Carol is a follower of Jesus and a wife, mom & grandma. She worked for many years as a childbirth nurse and prenatal educator. She recently retired from clinical work. She has written articles for nursing journals and devotionals. Her novel, Aliisa's Letter, was published in 2010 and she is currently working on another project.

10 thoughts on “Canning Elderberry Juice”

  1. It says to add 1/4 c honey to the juice and then heat it and then can. I thought in the beginning you said you liked to have the important attributes of the honey so you don’t heat it. I am confused. Later you say after you open the jar you add honey. Am I correct in reading that you DO add honey to the juice and then can it AND when opening a jar you add more honey? If this is how you do it I am assuming the first honey addition is not raw because you are heating thus nullifiying the important attributes . Am I correct? I really want to get this correct because I did not enjoy freezing the berries and making juice every time I needed it last year for us. I want the juice ready to go. Thank you in advance.

    1. You are correct. The honey that I add before canning is not raw (you could omit it). The raw honey is added to the jar when you open it. I use 8 oz. canning jars so that I have a small quantity open at one time.

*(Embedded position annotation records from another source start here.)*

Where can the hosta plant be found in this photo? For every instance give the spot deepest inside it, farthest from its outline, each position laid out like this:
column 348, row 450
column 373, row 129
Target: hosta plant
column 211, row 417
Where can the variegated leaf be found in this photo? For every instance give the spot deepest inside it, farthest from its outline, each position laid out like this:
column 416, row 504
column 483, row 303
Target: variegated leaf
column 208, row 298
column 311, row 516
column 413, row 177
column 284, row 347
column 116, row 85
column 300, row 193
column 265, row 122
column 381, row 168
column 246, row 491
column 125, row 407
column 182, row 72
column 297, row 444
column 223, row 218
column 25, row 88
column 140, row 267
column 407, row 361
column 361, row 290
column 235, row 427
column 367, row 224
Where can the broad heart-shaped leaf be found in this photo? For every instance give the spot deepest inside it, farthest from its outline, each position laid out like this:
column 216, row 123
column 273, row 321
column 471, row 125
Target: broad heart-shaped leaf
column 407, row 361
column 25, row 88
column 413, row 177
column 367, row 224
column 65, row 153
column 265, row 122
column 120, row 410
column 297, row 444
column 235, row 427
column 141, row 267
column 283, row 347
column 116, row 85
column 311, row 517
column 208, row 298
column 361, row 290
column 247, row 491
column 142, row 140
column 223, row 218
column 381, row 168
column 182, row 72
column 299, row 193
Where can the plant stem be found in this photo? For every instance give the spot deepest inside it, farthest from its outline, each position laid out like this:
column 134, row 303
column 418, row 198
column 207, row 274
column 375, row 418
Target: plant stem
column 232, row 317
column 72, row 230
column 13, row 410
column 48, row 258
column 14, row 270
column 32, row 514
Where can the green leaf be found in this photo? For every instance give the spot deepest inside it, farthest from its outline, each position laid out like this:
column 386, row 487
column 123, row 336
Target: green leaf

  2. I thoroughly enjoyed your careful and detailed description of the process for canning elderberry juice. It is so important to understand important nuances and safety precautions when making natural preparations and when canning. I hope to try this recipe with dried berries. Thank you for sharing your valuable and empowering insights with us at the Healthy Happy Green and Natural Party Blog Hop. I’m pinning and sharing.

  3. Hello Carol, I have always enjoyed berries and the juice is cooling.
    I use honey too instead of sugar as a sweetner.
    Lovely to share your flu recipe and juice making.